You can’t have a human-paced verification system and machine-paced content generation. Something breaks.


What Survives

I don’t think Wikipedia dies. Too many people care too much. But it will transform.

The likely future: Wikipedia becomes less of a destination and more of a substrate. A foundational layer that powers AI systems but is rarely visited directly. Like DNS — invisible, essential, and taken for granted until it breaks.

The question is whether the incentive structure for maintaining that substrate survives the transition.
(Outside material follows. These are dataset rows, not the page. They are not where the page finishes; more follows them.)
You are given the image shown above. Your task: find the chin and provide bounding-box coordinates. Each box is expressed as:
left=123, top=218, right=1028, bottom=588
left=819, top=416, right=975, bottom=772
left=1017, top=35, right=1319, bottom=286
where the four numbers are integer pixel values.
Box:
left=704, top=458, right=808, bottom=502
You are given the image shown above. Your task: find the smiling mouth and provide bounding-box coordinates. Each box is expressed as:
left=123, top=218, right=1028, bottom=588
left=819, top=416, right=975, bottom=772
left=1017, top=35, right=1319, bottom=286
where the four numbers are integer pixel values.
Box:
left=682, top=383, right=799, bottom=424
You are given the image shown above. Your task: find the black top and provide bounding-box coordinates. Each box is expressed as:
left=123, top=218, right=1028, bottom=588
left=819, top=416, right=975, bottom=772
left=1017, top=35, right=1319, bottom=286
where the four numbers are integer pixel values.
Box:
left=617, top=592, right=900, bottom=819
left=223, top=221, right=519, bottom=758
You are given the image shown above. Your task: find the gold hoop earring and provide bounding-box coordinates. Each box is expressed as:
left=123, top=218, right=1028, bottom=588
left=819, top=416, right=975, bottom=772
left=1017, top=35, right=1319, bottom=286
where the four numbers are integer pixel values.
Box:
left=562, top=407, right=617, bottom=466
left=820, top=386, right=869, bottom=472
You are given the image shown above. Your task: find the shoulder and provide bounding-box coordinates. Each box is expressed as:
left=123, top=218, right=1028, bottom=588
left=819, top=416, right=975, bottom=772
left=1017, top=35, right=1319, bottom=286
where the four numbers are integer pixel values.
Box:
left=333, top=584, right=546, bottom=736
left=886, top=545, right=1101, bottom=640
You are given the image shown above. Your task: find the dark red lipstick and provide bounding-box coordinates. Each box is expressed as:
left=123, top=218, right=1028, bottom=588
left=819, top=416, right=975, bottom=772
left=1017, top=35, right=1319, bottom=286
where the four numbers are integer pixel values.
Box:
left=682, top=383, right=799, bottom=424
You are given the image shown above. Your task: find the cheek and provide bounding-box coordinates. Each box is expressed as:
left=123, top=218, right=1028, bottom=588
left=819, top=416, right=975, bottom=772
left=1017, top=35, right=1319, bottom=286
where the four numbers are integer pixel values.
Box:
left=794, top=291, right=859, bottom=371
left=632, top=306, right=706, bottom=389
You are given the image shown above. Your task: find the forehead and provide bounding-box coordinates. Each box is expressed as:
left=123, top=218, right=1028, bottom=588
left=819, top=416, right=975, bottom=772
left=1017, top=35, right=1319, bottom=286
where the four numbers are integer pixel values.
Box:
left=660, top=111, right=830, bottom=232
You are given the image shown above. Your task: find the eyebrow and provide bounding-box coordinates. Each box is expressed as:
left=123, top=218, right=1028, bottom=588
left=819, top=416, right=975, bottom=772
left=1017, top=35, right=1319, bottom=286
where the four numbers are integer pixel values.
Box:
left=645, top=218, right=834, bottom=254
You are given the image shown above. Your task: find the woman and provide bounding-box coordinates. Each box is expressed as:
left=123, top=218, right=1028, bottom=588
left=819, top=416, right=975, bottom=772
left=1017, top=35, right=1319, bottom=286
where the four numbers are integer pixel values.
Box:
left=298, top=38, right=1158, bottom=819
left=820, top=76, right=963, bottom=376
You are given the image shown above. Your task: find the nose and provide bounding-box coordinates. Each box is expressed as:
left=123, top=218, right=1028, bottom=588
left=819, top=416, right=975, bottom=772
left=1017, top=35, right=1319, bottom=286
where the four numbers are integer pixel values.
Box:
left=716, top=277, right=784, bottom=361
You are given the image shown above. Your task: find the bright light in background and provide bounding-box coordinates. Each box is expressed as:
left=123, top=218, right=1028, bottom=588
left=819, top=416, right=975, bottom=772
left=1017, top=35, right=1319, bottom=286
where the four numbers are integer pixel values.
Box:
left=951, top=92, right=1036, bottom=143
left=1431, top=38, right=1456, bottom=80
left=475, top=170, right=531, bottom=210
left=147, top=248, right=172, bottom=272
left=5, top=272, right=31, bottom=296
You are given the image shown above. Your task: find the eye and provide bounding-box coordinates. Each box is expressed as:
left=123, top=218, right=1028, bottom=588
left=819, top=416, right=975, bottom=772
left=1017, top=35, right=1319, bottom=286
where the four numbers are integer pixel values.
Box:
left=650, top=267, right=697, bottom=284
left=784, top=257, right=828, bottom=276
DNS works because companies pay to keep it running. Who pays to keep Wikipedia accurate when the primary consumers are machines, not humans?

This is the ouroboros problem in its purest form: the thing that feeds the system is also being consumed by it. And unlike a mythological serpent, this one can actually destroy itself.


A Note on Local Journalism

There’s a parallel ouroboros in local journalism that Wikipedia’s 25th anniversary also highlights.

Wikipedia articles about small towns, local events, and regional topics often cite local newspapers. Those newspapers are dying. As they die, the sourcing for those Wikipedia articles degrades. As those articles degrade, AI models lose access to nuanced local knowledge. As AI replaces local search, even fewer people visit local news sites.

Another serpent. Another tail. The same hunger.


Knowledge doesn’t just exist. It’s maintained. By people. With effort. For reasons.

When the reasons shift, the knowledge follows.

The ouroboros isn’t a warning about AI specifically. It’s a warning about any system that consumes its own foundations. And right now, our knowledge ecosystem is consuming its foundations faster than it can rebuild them.

The question isn’t whether we can stop the serpent from eating. It’s whether we can feed it something sustainable before it reaches its own heart.